The key insight: single perspectives hide their own assumptions. It’s only when you compare multiple approaches that the blindspots become visible.
This makes your point about EA flooding these areas with one ontology particularly concerning. If we’re trying to figure out “AI character” or “gradual disempowerment” through purely consequentialist framing, we might be encoding that bias into foundational work without realizing it.
Maybe the solution isn’t avoiding EA involvement, but structuring the work to force engagement with different philosophical traditions from the start? Like explicitly pairing consequentialists with virtue ethicists, deontologists, care ethicists, etc. in research teams. Or requiring papers to address “what would critics from X tradition say about this framing?”

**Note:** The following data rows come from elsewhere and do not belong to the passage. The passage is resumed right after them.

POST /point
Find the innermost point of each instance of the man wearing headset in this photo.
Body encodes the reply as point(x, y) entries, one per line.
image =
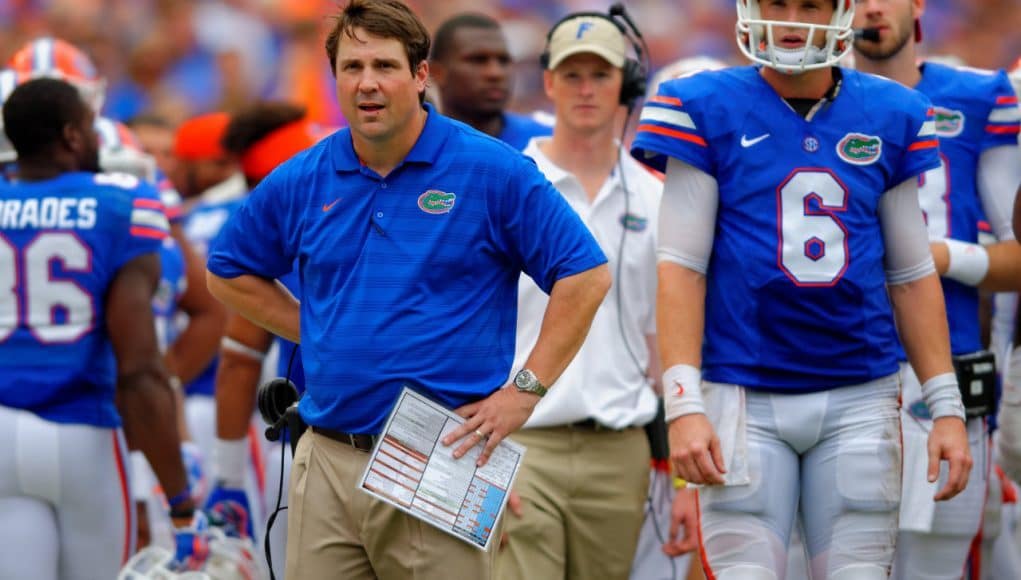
point(581, 490)
point(790, 240)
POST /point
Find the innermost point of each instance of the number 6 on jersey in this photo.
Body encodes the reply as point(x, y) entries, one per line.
point(813, 245)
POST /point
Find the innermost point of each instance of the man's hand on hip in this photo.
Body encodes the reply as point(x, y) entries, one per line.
point(490, 421)
point(949, 441)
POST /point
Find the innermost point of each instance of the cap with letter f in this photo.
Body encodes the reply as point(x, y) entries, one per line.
point(585, 33)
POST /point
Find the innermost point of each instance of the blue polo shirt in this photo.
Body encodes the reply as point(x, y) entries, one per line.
point(409, 279)
point(520, 129)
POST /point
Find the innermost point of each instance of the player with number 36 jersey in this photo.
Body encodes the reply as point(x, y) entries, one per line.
point(79, 264)
point(63, 241)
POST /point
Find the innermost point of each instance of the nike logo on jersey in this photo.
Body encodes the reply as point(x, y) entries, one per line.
point(745, 142)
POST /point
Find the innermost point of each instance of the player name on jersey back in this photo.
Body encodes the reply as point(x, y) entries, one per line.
point(48, 213)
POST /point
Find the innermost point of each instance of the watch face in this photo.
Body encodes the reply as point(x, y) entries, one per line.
point(523, 379)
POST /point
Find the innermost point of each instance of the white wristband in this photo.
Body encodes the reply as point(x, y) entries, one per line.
point(682, 391)
point(229, 456)
point(141, 476)
point(968, 262)
point(942, 396)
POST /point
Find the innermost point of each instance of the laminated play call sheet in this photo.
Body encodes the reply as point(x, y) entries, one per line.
point(410, 469)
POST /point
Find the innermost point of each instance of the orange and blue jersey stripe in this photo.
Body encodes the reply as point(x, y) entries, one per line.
point(1005, 117)
point(926, 138)
point(666, 115)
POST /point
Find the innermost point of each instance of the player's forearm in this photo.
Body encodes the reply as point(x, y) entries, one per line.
point(1005, 268)
point(150, 423)
point(921, 321)
point(569, 315)
point(237, 380)
point(680, 315)
point(264, 302)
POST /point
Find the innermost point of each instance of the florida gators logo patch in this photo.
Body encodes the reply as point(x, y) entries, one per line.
point(949, 123)
point(860, 149)
point(919, 409)
point(634, 223)
point(436, 201)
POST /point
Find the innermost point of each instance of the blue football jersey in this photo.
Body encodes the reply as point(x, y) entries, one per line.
point(285, 367)
point(62, 242)
point(795, 287)
point(975, 110)
point(520, 129)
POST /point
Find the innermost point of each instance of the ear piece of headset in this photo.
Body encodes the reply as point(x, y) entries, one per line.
point(634, 82)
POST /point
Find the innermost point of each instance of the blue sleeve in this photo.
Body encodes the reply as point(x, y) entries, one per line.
point(1004, 122)
point(921, 147)
point(538, 227)
point(672, 126)
point(261, 237)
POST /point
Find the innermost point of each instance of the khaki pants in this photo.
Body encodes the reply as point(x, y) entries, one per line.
point(335, 530)
point(583, 494)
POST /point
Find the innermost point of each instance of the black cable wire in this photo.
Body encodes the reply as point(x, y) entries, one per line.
point(650, 513)
point(650, 508)
point(280, 484)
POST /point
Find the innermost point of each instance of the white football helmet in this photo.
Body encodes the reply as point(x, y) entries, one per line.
point(230, 559)
point(756, 39)
point(119, 151)
point(48, 56)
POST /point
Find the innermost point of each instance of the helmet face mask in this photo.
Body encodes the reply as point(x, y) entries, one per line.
point(757, 39)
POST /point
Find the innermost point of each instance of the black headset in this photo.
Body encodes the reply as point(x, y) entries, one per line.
point(634, 70)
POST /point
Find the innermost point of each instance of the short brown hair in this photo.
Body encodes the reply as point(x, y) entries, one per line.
point(384, 18)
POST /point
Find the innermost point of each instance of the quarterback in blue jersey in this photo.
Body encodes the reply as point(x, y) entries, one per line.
point(471, 67)
point(976, 118)
point(410, 232)
point(79, 252)
point(790, 240)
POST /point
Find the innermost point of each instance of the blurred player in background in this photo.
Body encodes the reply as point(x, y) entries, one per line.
point(262, 137)
point(471, 67)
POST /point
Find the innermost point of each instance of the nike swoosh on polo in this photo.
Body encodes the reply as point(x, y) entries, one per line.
point(745, 142)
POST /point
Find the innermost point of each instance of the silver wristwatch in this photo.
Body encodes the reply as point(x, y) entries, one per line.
point(526, 381)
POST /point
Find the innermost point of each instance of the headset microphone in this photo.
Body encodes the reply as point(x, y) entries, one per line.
point(868, 35)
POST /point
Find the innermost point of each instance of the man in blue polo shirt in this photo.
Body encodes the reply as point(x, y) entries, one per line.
point(409, 233)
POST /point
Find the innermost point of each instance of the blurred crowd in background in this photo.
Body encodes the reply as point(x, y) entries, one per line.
point(177, 58)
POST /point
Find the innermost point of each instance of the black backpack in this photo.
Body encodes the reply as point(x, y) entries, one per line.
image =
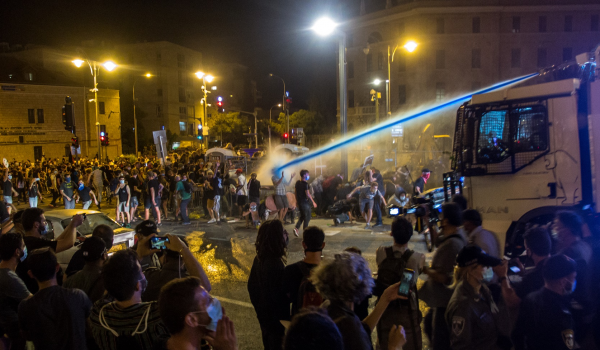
point(390, 270)
point(307, 293)
point(187, 187)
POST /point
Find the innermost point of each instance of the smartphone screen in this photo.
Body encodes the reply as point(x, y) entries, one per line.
point(407, 277)
point(158, 242)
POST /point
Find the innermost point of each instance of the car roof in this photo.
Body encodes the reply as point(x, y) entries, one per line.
point(68, 213)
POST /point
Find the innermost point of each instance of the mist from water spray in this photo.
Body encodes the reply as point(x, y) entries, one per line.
point(348, 140)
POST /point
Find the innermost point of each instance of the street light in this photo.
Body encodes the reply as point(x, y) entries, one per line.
point(409, 46)
point(205, 78)
point(271, 110)
point(147, 75)
point(94, 69)
point(323, 27)
point(286, 111)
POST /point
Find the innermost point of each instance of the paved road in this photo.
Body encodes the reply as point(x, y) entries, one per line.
point(226, 252)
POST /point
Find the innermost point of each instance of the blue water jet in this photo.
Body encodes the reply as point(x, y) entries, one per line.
point(346, 141)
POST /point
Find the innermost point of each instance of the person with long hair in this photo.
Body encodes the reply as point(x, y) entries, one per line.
point(265, 282)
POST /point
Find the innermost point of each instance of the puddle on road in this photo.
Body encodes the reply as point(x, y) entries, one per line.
point(222, 259)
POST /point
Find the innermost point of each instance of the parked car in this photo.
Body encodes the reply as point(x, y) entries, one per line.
point(58, 220)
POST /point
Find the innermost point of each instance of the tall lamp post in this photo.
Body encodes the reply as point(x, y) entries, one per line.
point(271, 110)
point(325, 27)
point(205, 78)
point(410, 46)
point(147, 75)
point(286, 111)
point(94, 69)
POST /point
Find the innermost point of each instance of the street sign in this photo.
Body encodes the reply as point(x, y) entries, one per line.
point(397, 131)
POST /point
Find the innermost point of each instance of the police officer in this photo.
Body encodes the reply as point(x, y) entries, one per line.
point(545, 320)
point(475, 320)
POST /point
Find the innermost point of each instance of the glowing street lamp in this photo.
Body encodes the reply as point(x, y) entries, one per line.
point(324, 27)
point(94, 67)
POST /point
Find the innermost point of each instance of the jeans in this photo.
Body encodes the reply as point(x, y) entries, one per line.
point(377, 210)
point(305, 213)
point(183, 209)
point(69, 204)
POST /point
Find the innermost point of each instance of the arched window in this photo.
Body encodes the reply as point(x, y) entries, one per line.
point(375, 38)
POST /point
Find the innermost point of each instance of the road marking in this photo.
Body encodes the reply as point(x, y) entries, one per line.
point(236, 302)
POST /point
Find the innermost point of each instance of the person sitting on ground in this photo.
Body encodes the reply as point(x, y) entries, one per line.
point(36, 227)
point(127, 322)
point(191, 315)
point(479, 236)
point(55, 317)
point(313, 329)
point(367, 195)
point(89, 279)
point(391, 262)
point(300, 292)
point(176, 261)
point(77, 261)
point(537, 247)
point(344, 281)
point(12, 289)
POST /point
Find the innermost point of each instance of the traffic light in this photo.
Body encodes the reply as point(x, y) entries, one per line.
point(69, 115)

Your “gradual disempowerment” example is perfect—this seems like it requires understanding emergent structures and collective identity in ways that individual-focused utilitarian thinking might miss entirely.
Would you say the risk is:
EA people not recognizing non-consequentialist framings as valid?
EA organizational culture making it uncomfortable to disagree with consequentialist assumptions?
Just sheer numbers overwhelming other perspectives in discourse?